I come from a conservative Jewish family. I went to a conservative Jewish synagogue. But, I’m from Northern Florida and there’s a slightly different flavor between Northern Florida Jewery and that of the Northeast US and, to the far south, Miami.

While there was one major deli in my home town that had been around since my grandparents’ time, it wasn’t a place my family ever went to that often. In fact, I can’t remember a time that we went there as a family. We just agreed that it wasn’t very good.

Over the years, there was a flashier “New York-style” deli that opened up in Jacksonville. It was plastered with lots of mid-to-late-1980s Broadway glitz and glam. It had the obligatory A Chorus Line and Cats posters, the shiny black tiled walls and some gold lettering. It even had the signed headshots, too. It was more I Heart NY than I heart Pastrami. My father loved that place until the food and the service started to suffer. Once that happened, it failed. Now, a Mexican restaurant stands in its place, serving gooey helpings of cheesy burritos with gobs of spanish rice. It’s been there at least 3 times as long as the original deli.

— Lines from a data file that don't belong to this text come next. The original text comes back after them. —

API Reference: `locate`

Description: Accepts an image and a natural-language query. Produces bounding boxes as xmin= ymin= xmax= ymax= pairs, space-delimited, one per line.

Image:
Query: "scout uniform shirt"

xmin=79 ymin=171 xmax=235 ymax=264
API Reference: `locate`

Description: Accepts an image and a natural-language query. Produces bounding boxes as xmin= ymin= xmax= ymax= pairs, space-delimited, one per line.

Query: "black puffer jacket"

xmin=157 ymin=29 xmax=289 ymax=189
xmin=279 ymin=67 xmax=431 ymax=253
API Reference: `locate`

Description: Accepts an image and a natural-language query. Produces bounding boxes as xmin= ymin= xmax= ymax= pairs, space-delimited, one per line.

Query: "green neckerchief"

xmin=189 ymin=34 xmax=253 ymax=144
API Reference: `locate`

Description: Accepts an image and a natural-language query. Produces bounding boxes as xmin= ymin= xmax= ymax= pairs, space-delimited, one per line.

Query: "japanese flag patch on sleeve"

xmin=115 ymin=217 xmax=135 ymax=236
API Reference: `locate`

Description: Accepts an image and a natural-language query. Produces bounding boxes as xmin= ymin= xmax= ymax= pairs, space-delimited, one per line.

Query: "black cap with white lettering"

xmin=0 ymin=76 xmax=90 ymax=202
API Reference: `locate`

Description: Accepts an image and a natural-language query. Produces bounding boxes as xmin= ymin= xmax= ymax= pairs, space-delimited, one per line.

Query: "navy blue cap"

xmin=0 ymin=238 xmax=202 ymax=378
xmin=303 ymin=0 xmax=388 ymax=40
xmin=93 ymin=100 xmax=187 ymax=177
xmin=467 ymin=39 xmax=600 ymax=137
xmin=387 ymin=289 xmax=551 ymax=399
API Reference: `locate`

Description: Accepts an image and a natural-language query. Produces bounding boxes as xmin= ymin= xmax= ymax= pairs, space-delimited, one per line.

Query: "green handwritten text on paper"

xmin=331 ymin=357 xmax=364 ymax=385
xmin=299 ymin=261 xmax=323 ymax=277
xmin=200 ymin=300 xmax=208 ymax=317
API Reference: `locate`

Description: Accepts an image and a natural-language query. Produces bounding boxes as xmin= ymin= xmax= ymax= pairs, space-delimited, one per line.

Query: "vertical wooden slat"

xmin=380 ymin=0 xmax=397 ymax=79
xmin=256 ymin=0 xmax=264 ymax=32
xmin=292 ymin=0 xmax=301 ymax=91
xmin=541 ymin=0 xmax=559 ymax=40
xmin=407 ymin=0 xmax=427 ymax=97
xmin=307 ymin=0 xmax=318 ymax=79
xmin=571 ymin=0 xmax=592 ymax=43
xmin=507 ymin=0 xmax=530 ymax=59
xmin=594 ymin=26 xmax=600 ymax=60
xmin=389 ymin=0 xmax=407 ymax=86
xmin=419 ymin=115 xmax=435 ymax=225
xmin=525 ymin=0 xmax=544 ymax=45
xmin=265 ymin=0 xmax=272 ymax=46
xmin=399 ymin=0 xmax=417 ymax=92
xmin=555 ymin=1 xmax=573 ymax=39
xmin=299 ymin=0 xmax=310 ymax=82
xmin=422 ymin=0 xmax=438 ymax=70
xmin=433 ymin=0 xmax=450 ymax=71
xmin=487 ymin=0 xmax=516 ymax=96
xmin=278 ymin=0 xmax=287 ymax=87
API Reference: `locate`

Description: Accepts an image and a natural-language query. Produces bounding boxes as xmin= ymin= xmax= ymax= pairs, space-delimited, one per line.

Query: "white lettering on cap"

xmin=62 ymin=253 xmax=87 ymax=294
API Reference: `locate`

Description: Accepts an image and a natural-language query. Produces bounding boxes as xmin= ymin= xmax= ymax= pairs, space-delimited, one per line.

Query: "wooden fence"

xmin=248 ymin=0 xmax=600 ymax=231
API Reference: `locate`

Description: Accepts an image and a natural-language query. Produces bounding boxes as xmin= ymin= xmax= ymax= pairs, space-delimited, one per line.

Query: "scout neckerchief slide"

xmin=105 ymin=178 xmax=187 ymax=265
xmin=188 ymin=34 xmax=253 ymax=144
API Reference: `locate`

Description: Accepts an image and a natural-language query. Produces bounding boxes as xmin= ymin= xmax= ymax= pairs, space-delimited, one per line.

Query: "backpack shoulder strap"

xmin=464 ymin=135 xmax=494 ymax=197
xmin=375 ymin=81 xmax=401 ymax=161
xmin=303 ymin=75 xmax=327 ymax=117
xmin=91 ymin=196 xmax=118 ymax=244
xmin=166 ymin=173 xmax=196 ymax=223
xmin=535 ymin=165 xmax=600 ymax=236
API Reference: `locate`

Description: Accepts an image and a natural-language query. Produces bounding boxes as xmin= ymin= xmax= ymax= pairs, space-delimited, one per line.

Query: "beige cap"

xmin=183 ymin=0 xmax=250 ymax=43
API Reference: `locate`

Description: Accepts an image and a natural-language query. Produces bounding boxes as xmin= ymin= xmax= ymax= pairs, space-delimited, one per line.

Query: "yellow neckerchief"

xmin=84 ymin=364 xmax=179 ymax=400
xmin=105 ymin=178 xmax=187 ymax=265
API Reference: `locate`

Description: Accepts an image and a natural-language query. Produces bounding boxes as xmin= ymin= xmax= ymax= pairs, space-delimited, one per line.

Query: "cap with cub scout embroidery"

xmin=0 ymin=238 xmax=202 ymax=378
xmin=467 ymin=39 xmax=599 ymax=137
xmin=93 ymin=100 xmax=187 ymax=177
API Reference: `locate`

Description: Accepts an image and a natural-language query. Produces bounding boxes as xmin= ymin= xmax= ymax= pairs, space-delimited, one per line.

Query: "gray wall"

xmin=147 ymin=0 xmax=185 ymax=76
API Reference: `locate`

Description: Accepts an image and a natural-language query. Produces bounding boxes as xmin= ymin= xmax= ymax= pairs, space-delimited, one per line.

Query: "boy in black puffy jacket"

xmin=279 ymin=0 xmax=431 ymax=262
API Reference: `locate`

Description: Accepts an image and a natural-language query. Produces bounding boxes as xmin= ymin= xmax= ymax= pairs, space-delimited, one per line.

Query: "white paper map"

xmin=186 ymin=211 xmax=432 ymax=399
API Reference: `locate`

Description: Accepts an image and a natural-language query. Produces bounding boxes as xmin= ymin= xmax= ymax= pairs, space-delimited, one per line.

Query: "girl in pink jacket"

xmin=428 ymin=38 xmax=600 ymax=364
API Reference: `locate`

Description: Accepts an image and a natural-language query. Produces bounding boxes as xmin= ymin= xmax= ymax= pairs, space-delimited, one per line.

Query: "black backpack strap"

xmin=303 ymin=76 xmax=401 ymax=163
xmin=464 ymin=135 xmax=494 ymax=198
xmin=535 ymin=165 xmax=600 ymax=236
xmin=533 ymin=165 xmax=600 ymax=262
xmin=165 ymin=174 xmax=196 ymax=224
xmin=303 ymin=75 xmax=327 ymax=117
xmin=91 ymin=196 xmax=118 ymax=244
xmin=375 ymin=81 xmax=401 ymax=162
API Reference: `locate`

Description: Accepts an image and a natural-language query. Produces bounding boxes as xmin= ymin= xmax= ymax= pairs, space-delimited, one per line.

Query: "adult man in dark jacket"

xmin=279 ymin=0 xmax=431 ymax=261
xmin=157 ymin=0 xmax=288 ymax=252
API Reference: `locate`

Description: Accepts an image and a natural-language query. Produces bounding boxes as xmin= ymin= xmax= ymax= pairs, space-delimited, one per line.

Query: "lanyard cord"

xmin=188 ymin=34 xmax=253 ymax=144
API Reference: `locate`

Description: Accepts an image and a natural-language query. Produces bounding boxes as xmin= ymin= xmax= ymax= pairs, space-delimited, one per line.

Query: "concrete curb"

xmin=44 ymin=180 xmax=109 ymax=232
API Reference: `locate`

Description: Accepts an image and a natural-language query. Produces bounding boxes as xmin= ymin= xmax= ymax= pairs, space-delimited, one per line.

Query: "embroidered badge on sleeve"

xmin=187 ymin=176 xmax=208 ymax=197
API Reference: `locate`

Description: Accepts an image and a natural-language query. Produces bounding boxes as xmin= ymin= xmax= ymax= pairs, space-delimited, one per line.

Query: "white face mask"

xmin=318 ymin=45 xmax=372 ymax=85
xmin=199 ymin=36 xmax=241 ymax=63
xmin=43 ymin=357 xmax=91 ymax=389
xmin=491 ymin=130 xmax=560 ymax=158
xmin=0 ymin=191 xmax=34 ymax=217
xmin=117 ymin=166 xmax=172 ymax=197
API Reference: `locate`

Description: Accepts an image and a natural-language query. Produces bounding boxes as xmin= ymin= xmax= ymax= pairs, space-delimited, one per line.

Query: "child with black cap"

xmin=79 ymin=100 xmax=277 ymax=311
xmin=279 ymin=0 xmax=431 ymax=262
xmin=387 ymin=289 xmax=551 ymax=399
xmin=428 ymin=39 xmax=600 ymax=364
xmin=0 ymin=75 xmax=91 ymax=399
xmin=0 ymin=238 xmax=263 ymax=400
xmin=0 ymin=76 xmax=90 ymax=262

Once in college, it took me over a year to feel really comfortable with setting out into the city. And it wasn’t until my sophomore year that I finally went to the 2nd Ave Deli. This changed everything. It was like I finally found the place I had always been looking for.

Let me put it this way – if you were a Jewish kid from a faraway place, who grew up hearing Broadway musicals from the 40’s and 50’s and watched PBS documentaries on the great Jewish comedians of early television… if you were a Jewish kid who dreamed of being in a world of really interesting people who were loud, obnoxious, brilliant, and hilarious… if you were a Jewish kid who heard tales of the amazing food that your parents and grandparents ate growing up but those places no longer existed because of a lack of interest and also because of the low-fat diet craze… if you were a Jewish kid just looking for a place to fit in and feel Jewish in the real world rather than in an insular community of your peers… well, this was Jewish Mecca. I guess that would technically be Jerusalem. But you get the point.

I loved that place. I ate there as regularly as I could afford the food. And I made a short video piece about it after it’s owner, Abe Lebewohl, was tragically murdered.

When I graduated from film school, I was looking for a project. One potential was a documentary about Jewish deli. It would be called “The Great Deli Debate” and it would focus on the rivalry between east coast and west coast delis. But at that time, it was too expensive to shoot it on film and video just didn’t have the cinematic quality that I wanted for the piece.

I moved on, got settled in LA. Found Langers pastrami. Got interviewed by my client, Huell Howser, on an episode of his series which happened to focus on tongue sandwiches. And then, I was happy. I felt that I had done my duty to deli.

If Judaism had a flavor and a scent, I think most east coast Jews would agree that it tastes and smells like the food you get at a good Jewish Deli. I hope the filmmaker gets lots of funding with this appetizing trailer and makes a great documentary that can help the institution of Jewish deli survive. No debate there!